US Videos

Passive Trend Less Pronounced in Bonds

Timothy Strauts

Tim Strauts: In today's charts, we're going to look at active versus passive fund flows for U.S. stock and taxable-bond funds over the last two years. In the first chart, looking at U.S. stock funds using a three-month moving average, you can see that passive funds have had strong inflows over every monthly period over the last two years and active funds have had flat to negative flows over the same period. In the last six months, flows have been declining at a faster rate. With poor performance of active funds over the last several years, investors have clearly decided that index funds offer the better value with their lower costs and consistent performance.

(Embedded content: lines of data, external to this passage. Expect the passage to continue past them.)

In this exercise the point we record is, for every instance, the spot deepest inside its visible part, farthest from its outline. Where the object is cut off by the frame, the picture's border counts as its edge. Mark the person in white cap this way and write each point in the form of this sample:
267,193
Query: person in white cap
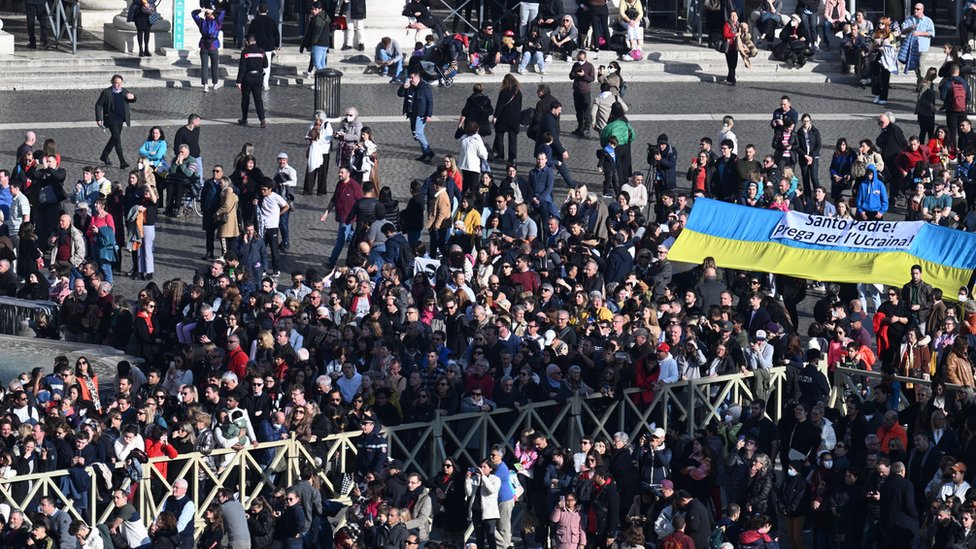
286,179
760,354
653,459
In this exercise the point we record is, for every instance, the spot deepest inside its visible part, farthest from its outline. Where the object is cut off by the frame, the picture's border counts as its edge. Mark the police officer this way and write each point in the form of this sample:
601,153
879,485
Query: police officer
250,78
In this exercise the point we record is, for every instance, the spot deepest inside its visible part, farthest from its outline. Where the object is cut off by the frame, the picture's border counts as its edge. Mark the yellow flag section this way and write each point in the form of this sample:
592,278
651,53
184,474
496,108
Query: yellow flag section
755,239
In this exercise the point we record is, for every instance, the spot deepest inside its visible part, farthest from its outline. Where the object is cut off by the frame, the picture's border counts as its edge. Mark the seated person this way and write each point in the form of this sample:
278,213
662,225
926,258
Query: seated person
767,19
419,17
388,56
509,49
485,49
534,51
794,47
563,39
549,11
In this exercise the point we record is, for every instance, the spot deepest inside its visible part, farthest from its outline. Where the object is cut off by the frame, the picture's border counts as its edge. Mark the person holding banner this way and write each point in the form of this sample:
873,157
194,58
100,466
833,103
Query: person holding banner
872,196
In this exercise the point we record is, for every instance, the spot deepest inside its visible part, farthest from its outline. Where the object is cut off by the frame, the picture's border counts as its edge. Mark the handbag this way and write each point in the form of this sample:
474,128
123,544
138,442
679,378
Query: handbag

Moving over to taxable bonds, passive funds have had relatively consistent inflows over the last two years. But active bond funds have had highly volatile flows--with strong flows between January and May 2013, outflows between June and January 2014, moderate inflows between February and July 2014, and then over the last three months, strong outflows, which is primarily due to outflows from PIMCO Total Return (PTTRX). The best active bond managers have shown an ability to outperform their passive benchmarks, so they're still receiving the lion's share of the flows.

As an investor, you don't need to be 100% active or 100% passive with your allocation. But what this data does show is that, in the U.S. equity space, investors are clearly choosing passive investments. But for fixed income, people are still finding value in active management.